Marine research at Dalhousie has become a large focus of the university, with many of the university's faculty members involved in some form of marine research. Notably, Dalhousie is the headquarters of the Ocean Tracking Network, a research effort using implanted acoustic transmitters to study fish migration patterns. Dalhousie houses a number of marine research pools, a wet laboratory, and a benthic flume, which are collectively known as the Aquatron laboratory. Dalhousie is one of the founding members of the Halifax Marine Research Institute, founded on 2 June 2011. The institute, which is a partnership between a number of private industries, government, and post-secondary institutions, was designed to help increase the scale, quality, internationalization and impact of marine research in the region. In 2011, the university, along with WWF-Canada, created the Conservation Legacy For Oceans, which aimed at providing scholarships, funding, curriculum development, and work placements for students and academics dedicated to marine research, law, management, and policy making.
Many of Dalhousie's faculties and departments focus on marine research. The Faculty of Engineering operates the Ocean Research Centre Atlantic, which is dedicated to research and tests in naval and off-shore engineering. Schulich School of Law also operates the Marine & Environmental Law Institute, which carries out research and conducts consultancy activities for governmental and non-governmental organizations. The school's Department of Political Science similarly operates the Centre for Foreign Policy Studies, which is primarily concerned with the fields of Canadian and American foreign, security, and defence policy, including maritime security policy.
Student life 
The student body of Dalhousie is currently represented by two students' unions, the Dalhousie Student Union, which represents the general student population, and the Dalhousie Association for Graduate Students, which represents the interests of graduate students specifically. Dalhousie Student Union began as the Dalhousie Student Government in 1863, and was renamed the University Student Council before taking its present name. The student union recognizes more than 100 student organizations and societies.

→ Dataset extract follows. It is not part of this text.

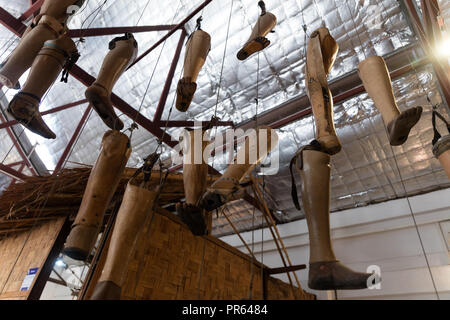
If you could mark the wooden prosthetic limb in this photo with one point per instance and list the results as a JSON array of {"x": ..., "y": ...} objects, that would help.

The organizations and clubs accredited at Queen's cover a wide range of interests including academics, culture, religion, social issues, and recreation. Accredited extracurricular organizations at the university fall under the jurisdiction of the Dalhousie Student Union, and must conform to its by-laws. As of 2011, there were three sororities (Omega Pi, Iota Beta Chi, and Pi Gamma Delta) and three fraternities (Phi Delta Theta, Sigma Chi, and Phi Kappa Pi). They operate as non-accredited organizations and are not recognized by the Dalhousie Student Union.
The university's student population operates a number of media outlets. The university's main student newspaper, The Dalhousie Gazette, claims to be the oldest student-run newspaper in North America. It is published Fridays, and is distributed to 200 locations around the Halifax area. The newspaper's offices are in the Student Union building. Dalhousie's student population runs a radio station which began as a radio club in 1964, and began to broadcast and operate as CKDU in 1975; it began FM frequency broadcasting in 1985. CKDU changed to its present frequency 88.1 in 2006.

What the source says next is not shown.